# PMAC motor design ideas



## tylerwatts (Feb 9, 2012)

Folks
I'm trying to work out in my mind the optimum motor configuration for a single speed EV drive train. 

I'm working towards PMAC for simpler DIY manufacturing potential and have some questions. The design I am going for is an Axial Flux PMAC design. I read today that power transformers have different lamination metals with specific grain flow that promotes excellent Flux transfer in the direction of grain flow but poor in all others. So... 

Would it make sense to try use/recycle this material in my motor design? How? Should I 'roll' the steel into a cylindrical form to wrap windings around or should I stack flat plates to form the core Flux path? 

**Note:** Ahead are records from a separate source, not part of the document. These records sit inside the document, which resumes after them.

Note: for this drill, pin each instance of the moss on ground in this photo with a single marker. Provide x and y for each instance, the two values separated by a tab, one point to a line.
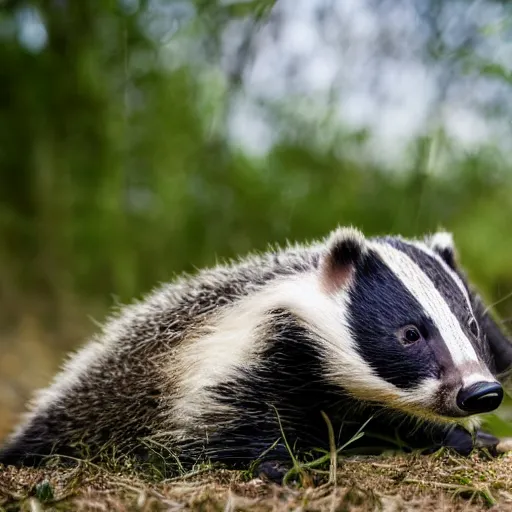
393	483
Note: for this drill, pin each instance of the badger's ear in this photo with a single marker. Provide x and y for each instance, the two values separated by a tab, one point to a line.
344	249
442	243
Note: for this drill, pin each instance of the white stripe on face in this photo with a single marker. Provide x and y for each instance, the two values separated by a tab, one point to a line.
424	291
458	281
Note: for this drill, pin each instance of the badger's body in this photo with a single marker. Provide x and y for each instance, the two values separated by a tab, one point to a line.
221	365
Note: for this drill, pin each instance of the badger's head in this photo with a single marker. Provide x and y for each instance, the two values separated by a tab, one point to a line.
410	337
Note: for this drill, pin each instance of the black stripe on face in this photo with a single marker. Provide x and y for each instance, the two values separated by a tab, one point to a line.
442	280
380	305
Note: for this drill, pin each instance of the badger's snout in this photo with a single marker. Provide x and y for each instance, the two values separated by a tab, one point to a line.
480	397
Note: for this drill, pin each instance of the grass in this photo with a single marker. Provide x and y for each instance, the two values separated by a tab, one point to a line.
394	482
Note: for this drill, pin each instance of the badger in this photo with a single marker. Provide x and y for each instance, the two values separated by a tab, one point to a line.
245	361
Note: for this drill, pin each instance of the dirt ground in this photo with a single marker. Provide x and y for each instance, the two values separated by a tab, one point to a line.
395	483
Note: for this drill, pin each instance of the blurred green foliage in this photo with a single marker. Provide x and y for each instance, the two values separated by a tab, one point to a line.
117	172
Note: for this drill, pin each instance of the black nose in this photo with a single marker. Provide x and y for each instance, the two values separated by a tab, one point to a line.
480	397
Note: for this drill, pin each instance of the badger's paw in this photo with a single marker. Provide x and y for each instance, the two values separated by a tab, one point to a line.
272	470
462	442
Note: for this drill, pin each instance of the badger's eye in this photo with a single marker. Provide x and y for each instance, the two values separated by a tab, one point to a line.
409	335
473	327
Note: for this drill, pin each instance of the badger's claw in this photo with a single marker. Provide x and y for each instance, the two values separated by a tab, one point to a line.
461	441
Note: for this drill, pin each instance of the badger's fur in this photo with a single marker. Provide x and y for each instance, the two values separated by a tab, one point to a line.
221	365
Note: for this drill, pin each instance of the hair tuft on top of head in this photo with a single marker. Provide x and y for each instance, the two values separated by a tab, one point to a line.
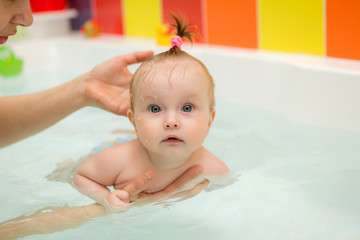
182	27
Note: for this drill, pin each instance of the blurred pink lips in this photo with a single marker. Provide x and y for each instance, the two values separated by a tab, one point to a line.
3	39
172	139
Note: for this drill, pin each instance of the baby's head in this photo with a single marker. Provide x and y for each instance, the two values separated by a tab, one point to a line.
172	99
167	62
173	61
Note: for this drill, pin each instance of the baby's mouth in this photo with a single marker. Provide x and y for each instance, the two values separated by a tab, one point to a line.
172	139
3	39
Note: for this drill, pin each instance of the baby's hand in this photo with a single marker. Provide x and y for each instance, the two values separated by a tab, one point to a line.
118	201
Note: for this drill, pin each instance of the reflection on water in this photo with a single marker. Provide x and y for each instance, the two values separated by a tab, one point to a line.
297	181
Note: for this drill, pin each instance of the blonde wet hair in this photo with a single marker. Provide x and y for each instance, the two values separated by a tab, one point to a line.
173	55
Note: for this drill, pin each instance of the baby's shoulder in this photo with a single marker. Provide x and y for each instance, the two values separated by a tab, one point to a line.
124	151
212	165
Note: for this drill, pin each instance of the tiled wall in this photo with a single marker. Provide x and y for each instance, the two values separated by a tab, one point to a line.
317	27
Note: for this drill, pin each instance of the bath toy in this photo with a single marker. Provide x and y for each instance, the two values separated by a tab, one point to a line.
91	28
164	33
9	64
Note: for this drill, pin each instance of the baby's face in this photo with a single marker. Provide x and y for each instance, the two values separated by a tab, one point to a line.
172	112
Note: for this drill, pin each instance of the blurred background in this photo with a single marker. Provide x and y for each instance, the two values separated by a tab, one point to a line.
316	27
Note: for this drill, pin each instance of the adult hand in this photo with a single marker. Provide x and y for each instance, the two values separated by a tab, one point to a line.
107	85
174	190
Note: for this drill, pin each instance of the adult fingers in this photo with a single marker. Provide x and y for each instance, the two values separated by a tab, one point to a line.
141	183
192	192
136	57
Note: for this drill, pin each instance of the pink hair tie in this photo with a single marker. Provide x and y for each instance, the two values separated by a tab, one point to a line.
176	41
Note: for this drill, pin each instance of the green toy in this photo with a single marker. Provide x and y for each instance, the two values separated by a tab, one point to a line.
9	64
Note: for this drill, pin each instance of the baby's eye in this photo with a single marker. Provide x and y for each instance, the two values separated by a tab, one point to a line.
155	109
187	108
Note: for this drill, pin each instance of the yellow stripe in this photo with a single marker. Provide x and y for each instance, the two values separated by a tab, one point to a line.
141	17
292	26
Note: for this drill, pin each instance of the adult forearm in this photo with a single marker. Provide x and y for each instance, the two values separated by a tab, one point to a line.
25	115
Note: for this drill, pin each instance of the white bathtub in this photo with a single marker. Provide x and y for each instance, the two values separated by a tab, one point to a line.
289	124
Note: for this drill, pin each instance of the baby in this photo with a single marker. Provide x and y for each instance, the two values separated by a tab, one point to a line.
172	109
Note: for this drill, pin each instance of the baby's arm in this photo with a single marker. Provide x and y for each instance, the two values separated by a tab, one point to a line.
93	177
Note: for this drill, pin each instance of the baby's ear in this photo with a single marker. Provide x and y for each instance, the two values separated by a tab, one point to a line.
212	117
130	115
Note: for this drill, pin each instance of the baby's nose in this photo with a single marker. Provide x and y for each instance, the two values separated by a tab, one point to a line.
171	124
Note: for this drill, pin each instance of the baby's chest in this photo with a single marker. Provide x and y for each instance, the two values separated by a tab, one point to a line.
160	181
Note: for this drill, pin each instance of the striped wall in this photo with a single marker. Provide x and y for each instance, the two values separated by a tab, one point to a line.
316	27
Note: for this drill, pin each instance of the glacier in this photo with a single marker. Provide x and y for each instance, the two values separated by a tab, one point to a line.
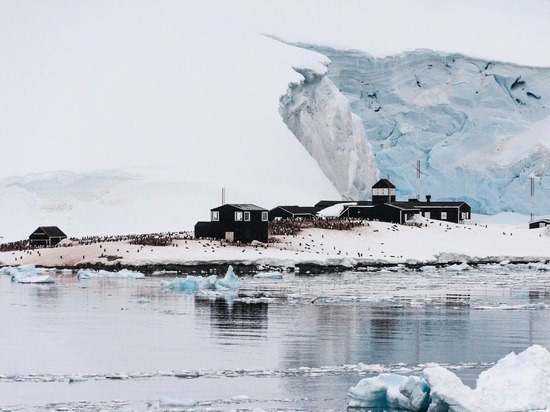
321	118
479	128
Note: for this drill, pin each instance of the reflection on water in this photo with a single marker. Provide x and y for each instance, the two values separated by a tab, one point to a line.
293	351
229	317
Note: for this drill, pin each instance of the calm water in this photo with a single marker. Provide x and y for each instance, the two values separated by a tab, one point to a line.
292	344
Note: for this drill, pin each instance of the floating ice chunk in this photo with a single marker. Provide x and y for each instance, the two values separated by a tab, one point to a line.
87	274
187	374
121	274
518	382
458	268
448	393
117	376
381	391
417	391
77	378
191	284
171	402
230	281
38	279
268	275
19	272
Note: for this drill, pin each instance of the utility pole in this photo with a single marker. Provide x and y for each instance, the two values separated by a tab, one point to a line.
532	198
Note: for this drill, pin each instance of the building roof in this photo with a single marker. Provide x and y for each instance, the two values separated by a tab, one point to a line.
300	210
51	231
383	184
241	206
438	204
327	203
403	205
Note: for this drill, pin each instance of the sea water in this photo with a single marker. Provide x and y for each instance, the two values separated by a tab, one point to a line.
297	343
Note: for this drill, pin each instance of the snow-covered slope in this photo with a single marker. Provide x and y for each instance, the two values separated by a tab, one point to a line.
124	118
480	128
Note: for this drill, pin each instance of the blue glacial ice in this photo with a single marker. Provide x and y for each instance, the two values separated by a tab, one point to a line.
193	284
482	125
518	382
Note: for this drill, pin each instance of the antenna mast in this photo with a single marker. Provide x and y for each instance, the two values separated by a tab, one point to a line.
532	198
418	173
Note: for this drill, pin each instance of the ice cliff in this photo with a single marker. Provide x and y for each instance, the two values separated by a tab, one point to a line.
479	128
322	120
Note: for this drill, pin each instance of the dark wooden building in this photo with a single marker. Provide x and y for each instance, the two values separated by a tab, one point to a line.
383	191
293	212
235	223
455	212
535	224
399	212
46	236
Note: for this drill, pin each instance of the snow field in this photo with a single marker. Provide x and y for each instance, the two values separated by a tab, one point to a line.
373	243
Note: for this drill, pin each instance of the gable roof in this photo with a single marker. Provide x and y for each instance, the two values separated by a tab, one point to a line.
300	210
438	204
383	184
241	206
401	205
51	231
327	203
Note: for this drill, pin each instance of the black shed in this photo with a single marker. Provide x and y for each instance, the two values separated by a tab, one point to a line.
235	222
383	191
46	236
535	224
455	212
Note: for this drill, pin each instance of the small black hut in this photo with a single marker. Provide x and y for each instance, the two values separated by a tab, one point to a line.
46	236
235	222
535	224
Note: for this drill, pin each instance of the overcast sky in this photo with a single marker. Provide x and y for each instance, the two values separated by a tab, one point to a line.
84	83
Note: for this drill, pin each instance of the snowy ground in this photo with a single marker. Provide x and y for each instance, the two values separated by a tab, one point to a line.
373	243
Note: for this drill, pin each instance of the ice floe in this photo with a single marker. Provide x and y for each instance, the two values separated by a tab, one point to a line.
194	283
121	274
518	382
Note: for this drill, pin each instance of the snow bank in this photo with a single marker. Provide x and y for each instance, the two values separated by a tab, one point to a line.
26	274
121	274
517	382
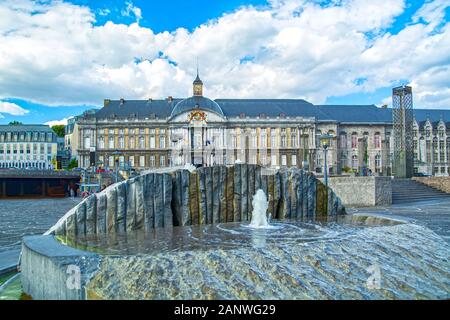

What is the best orientation of the core? I have seen MARS motors use dual stators with 'axial extensions around which the windings wrap but I want a single stator with dual rotors and a Halbach array of magnets for efficiency and amplified magnetic field. 

Please share views, experience and suggestions.

Thanks.


----------



## Zak650 (Sep 20, 2008)

Hi,
I'm putting twin me0913 motors in my VW Bug. I've never taken the motors apart but Ripperton in electric bike forum has more completely modified these motors than anyone else on the planet. From the photos on his thread it looks like the stators are made by winding strip material into a spiral donut, welding the donut to a backing plate, then cutting the stator winding slots. Cooling and more powerful magnets have been the biggest difficulties he has had to overcome making it into a serious track bike. Look at his thread and I'm sure you will learn a lot.
Zak

http://www.diyelectriccar.com/forums/showthread.php/ripperton-electric-track-bike-41173.html


----------



## tylerwatts (Feb 9, 2012)

Thanks Zac. I know the thread well and have followed his motor build closely. Not heard about the way the stator is built but it supports my ideas. Don't know what material is used. I imagine it too could use uniform-directional transformer lamination. Thanks for the info


----------



## Zak650 (Sep 20, 2008)

tylerwatts said:


> Thanks Zac. I know the thread well and have followed his motor build closely. Not heard about the way the stator is built but it supports my ideas. Don't know what material is used. I imagine it too could use uniform-directional transformer lamination. Thanks for the info


I don't know for a fact that they are made in that manner but I have 40 years experience in manufacturing and it seems the most reasonable way. You'd have to come up with sheared and coiled lamination stock which might be possible from a small motor manufacturer but I wouldn't bet money on that possibility.


----------